---
compiled: 2025.11.15
depth: 5 min_read
---

context is everything the model sees

LLMs are stateless. They don't remember you, you remind them who you are with every single message.

In the first post, we established that “Chat” is an illusion: a UI wrapper around a document completion engine.

But if it’s just completing a document, how does it hold a conversation? How does it know I asked about Python three messages ago?

The answer is simple: the model doesn’t remember, it just reacts to the tokens currently in the buffer.

The Amnesiac Author

Imagine a brilliant but exhausted author who suffers from total explicit amnesia. They can write beautifully, but the moment they put their pen down, they forget everything they just wrote. They forget who you are. They forget they are even a writer.

To get this author to write a story for you within a conversational flow, you have to adopt a very specific workflow:

  1. You walk into the room and hand them a page comprising the story so far.
  2. They read it, write one single sentence at the bottom, and hand it back to you.
  3. They immediately forget everything.
  4. To get the next sentence, you must hand them the entire page again (including the sentence they just wrote) plus your new instruction.

This is exactly how an LLM works. There is no “session” on the server, and there is no hidden “memory” bank where it stores your chat history. The API is a stateless function:

output_token = model(context_window)

It takes the tokens you give it, predicts the next piece, and terminates.

The Autoregressive Reality

While we often say context is what you send, in reality, context is everything the model “sees” at the moment of prediction.

This includes:

  1. The Prompt: The history and instructions you provided.
  2. The Output-so-far: The tokens the model has already generated in the current response.
  3. The Hidden Context: Internal reasoning traces or “thinking” tokens.

As the model generates a sentence, it is constantly reading its own previous words to decide the next one. This autoregressive loop means the “author’s” manuscript isn’t just the page you handed them, it is the sum of your input and their own reasoning output.

When we talk about the “context window,” we aren’t talking about the model’s memory. We are talking about the input buffer for the current function call.

Visualizing the Accumulation

Because the model forgets immediately, the “memory” of a conversation is actually just a growing log of text that you (the developer) manage. You aren’t “saving” text to the model, you are “resending” the log.

Context Accumulation Diagram

Notice how the input payload (the cyan box) grows linearly with every turn. By Step 3, you are paying to re-process Message 1 and Reply 1 again, just so the model has the context to answer Message 3.

Context != Memory

This distinction fundamentally changes how you architect AI applications.

Memory implies persistence. If I tell a database my name, it remembers it tomorrow.

Context is ephemeral. It exists only for the duration of the generation.

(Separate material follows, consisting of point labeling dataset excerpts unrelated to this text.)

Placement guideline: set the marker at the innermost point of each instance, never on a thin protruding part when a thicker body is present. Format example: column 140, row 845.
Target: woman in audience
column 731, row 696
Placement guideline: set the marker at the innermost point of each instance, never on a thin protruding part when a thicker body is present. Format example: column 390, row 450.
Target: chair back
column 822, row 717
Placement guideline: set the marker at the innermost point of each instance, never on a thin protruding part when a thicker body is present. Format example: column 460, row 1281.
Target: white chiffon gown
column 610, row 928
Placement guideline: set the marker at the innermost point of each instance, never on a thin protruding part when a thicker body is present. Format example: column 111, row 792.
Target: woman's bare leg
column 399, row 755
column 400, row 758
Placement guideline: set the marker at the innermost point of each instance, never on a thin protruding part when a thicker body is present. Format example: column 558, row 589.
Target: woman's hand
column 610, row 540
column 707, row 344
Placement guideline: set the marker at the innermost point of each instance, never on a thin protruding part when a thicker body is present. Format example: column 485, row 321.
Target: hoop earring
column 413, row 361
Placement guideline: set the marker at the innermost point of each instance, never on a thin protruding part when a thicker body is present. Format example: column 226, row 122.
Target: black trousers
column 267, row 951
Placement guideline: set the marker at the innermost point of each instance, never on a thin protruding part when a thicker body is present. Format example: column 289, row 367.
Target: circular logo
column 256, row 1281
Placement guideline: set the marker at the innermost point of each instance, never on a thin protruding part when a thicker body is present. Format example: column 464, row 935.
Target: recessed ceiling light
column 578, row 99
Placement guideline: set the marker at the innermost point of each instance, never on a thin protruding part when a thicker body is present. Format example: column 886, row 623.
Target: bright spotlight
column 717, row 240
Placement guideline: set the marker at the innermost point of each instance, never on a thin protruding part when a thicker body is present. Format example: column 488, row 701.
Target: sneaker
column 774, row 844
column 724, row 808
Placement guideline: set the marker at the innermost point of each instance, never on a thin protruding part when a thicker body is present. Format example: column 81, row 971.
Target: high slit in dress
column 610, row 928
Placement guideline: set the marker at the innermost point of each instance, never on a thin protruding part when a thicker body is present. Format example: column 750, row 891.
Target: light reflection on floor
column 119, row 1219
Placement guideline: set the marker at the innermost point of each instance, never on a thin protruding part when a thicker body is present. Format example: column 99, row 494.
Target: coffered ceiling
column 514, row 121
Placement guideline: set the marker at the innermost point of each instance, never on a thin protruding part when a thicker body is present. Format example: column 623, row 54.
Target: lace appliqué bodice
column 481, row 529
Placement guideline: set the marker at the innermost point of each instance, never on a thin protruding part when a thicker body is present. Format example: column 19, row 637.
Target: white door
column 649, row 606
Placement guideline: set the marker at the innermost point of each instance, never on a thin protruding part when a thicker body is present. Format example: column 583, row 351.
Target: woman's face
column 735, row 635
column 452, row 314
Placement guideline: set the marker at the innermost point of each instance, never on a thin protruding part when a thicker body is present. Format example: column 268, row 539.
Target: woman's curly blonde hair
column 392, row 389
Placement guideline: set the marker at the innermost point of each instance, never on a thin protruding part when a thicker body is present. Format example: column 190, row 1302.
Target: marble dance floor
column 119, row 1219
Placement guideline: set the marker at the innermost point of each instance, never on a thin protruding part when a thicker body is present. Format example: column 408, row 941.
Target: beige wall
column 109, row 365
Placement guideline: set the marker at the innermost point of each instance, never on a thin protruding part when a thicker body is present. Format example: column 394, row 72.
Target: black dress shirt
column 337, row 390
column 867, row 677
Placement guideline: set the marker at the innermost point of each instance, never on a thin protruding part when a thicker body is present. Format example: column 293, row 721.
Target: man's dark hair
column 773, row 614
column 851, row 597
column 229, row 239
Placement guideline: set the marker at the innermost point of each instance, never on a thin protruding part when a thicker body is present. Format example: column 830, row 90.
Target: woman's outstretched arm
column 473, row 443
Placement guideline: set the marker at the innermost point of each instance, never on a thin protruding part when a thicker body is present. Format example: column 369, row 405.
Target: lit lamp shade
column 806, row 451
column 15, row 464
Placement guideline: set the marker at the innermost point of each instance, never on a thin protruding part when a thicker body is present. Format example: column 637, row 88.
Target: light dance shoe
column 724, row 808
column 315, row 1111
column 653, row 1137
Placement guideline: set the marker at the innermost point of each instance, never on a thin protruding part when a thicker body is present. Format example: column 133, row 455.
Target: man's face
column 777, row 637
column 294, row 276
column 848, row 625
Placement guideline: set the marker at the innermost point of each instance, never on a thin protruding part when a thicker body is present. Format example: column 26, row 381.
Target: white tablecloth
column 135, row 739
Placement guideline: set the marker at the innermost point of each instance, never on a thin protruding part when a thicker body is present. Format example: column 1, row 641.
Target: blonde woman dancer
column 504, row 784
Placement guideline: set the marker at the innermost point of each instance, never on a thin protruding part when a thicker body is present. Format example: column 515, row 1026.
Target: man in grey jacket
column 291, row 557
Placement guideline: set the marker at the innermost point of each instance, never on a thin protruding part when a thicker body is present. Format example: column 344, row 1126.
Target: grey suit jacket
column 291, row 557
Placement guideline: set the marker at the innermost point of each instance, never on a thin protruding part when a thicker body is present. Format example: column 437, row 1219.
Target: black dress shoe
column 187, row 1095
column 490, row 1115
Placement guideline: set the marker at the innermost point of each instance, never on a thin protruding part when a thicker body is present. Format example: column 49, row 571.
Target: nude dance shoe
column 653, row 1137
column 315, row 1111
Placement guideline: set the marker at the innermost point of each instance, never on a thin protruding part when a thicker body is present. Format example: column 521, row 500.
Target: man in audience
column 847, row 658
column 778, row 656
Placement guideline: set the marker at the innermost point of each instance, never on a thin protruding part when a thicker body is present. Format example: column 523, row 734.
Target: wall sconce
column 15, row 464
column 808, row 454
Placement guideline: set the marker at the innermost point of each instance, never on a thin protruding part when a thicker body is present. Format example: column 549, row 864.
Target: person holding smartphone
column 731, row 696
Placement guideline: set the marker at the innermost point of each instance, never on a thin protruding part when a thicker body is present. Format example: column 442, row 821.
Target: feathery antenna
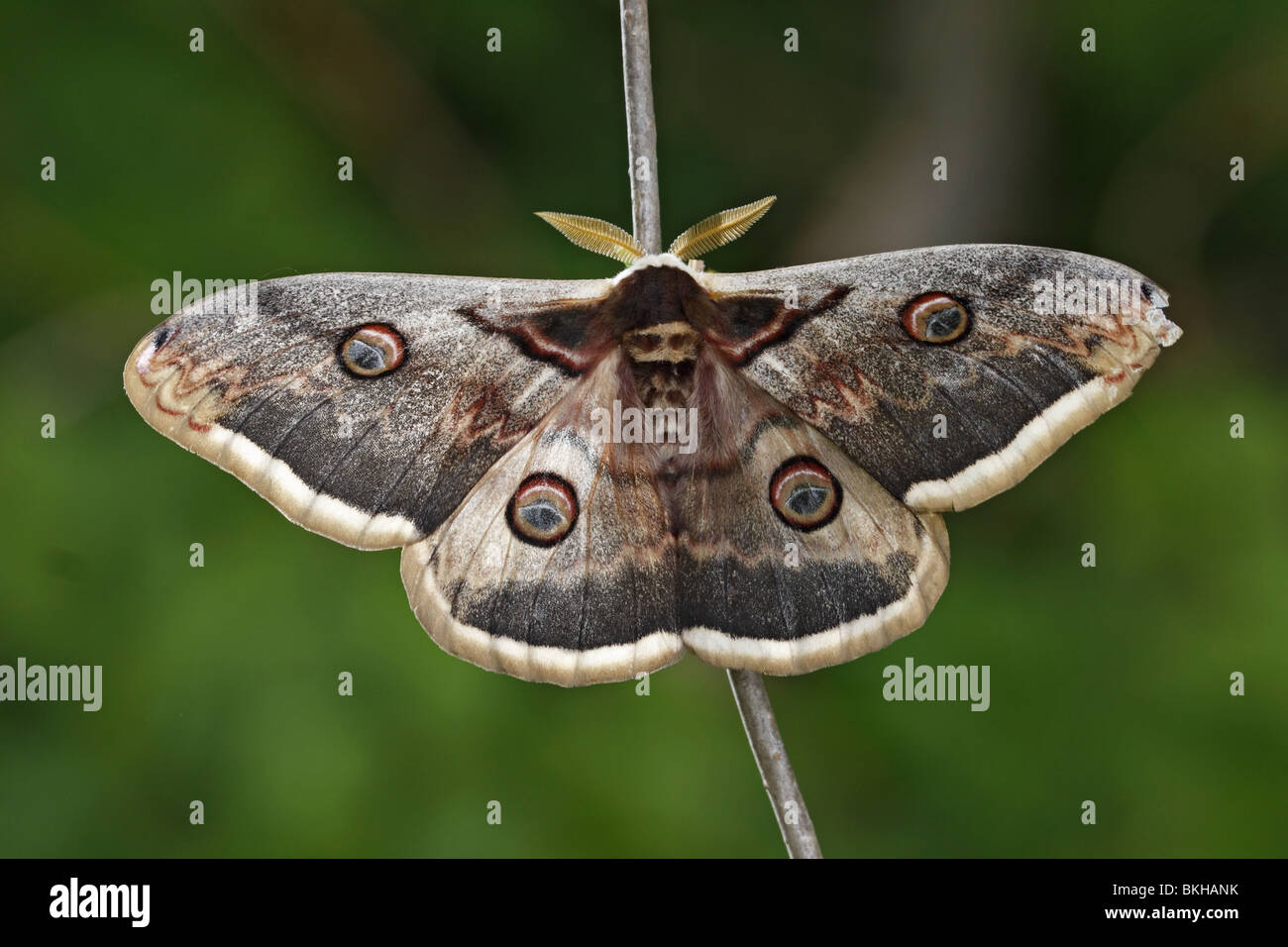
column 595, row 235
column 719, row 230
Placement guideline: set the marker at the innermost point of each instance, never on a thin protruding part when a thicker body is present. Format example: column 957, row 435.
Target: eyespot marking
column 542, row 510
column 935, row 317
column 373, row 350
column 804, row 493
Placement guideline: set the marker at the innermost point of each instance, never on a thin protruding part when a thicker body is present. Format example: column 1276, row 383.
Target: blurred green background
column 1109, row 684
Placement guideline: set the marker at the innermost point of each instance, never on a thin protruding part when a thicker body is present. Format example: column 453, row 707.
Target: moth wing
column 254, row 381
column 596, row 604
column 945, row 425
column 755, row 591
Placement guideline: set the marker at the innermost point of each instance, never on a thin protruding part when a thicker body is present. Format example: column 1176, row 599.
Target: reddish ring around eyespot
column 804, row 493
column 542, row 510
column 372, row 350
column 935, row 317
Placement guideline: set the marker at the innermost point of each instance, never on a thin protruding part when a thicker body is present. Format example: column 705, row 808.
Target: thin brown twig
column 748, row 686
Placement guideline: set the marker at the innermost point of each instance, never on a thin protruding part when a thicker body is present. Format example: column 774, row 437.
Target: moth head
column 704, row 236
column 804, row 493
column 935, row 317
column 542, row 510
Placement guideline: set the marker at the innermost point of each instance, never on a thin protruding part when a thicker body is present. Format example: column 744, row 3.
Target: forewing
column 258, row 384
column 945, row 425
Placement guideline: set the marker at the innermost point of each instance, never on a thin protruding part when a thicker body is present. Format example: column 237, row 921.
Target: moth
column 591, row 476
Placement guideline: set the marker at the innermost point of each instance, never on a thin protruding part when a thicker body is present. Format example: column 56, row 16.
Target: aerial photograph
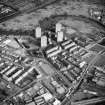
column 52, row 52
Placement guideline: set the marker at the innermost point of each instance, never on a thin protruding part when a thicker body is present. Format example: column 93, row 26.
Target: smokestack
column 38, row 32
column 58, row 27
column 60, row 36
column 43, row 41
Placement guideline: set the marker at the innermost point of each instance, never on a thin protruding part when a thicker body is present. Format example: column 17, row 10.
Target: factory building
column 54, row 53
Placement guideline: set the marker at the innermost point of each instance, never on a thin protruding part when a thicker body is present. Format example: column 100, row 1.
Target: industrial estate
column 51, row 53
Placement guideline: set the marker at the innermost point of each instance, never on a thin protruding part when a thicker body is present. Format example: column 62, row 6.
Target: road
column 89, row 101
column 23, row 89
column 73, row 88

If you want an LLM to “remember” something from yesterday, you have to fetch it from your database (memory) and paste it into the prompt (context) right now. This is the entire basis of RAG (Retrieval Augmented Generation). RAG is simply a mechanism to swap things in and out of the “amnesiac author’s” manuscript because the manuscript has a valid page limit.

The Cost of Amnesia

The “context window” has a hard size limit (e.g., 200k tokens). But long before you hit that limit, you hit the latency/cost barrier.

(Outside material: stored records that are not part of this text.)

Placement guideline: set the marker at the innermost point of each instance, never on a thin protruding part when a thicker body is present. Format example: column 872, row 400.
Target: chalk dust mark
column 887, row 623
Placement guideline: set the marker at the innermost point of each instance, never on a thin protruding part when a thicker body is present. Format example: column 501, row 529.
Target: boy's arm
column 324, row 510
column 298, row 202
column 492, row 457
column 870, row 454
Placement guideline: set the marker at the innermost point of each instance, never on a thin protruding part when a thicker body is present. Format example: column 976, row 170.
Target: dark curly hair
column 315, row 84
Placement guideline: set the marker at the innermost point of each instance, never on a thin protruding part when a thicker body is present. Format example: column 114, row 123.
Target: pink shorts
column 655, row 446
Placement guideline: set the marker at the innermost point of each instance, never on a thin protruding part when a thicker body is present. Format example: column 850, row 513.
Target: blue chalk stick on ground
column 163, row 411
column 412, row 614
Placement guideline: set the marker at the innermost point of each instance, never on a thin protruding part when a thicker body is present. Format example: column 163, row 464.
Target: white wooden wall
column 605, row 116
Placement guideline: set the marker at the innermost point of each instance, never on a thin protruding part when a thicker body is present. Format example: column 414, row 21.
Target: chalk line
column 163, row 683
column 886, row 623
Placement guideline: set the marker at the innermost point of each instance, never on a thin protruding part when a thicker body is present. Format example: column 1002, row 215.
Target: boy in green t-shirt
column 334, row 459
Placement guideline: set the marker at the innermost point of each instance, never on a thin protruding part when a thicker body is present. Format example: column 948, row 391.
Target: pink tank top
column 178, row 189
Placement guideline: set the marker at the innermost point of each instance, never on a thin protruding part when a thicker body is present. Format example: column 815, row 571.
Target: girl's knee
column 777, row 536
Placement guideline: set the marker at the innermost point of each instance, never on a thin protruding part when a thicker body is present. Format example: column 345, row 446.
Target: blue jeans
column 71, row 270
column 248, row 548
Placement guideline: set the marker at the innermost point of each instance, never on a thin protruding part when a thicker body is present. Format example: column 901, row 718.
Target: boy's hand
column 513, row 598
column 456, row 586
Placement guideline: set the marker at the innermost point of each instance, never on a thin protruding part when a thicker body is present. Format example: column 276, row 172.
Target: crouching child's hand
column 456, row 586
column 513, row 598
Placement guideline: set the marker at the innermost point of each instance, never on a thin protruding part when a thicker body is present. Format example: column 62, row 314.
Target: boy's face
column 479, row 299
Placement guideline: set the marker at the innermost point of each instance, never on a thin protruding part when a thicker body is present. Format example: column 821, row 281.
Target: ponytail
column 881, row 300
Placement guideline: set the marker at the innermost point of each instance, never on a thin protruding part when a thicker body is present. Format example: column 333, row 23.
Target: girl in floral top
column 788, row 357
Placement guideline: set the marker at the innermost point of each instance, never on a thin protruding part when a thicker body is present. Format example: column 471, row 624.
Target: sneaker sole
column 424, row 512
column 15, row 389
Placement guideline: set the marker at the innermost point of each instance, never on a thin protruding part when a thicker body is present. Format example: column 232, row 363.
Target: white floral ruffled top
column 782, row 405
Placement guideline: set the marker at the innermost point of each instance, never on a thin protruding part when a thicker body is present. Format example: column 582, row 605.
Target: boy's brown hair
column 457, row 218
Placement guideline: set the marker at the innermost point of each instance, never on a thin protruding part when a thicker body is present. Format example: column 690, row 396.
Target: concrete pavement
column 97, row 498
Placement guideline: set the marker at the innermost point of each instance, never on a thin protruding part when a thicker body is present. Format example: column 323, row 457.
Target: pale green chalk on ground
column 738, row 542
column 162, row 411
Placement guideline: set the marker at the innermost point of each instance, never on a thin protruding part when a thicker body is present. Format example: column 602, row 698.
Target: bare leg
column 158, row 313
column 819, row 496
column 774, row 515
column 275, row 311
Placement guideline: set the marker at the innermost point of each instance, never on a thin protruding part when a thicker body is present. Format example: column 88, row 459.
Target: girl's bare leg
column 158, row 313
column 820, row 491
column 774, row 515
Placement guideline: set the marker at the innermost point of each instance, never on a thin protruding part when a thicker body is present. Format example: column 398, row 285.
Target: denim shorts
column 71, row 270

Since you are re-sending the entire history every time:

  1. Cost grows quadratically (or linearly if caching is enabled) with conversation length.
  2. Latency increases because the model has to “read” (process) existing tokens

    before generating the next token.

The Cache Exception

Recently, providers like Anthropic, Google, and OpenAI have introduced context caching. This allows the server to keep the “processed state” (KV cache) of the prefix tokens in memory for a short time.

While this saves compute (generating the keys and values from scratch), the model still has to attend to those cached states. The “Author” doesn’t have to re-read the text word-by-word to build their mental model again (compute KVs), but they still have to think about that information (attention) to write the next line. Every token must still compare itself with every other token.

This is why, even as windows grow to millions of tokens, we still have an attention budget.

Summary

  • Stateless: The model is a fresh instance every time.
  • Context is Visibility: Context is everything the model “attends” to, including its own current output.
  • You are the Database: The client is responsible for maintaining long-term state.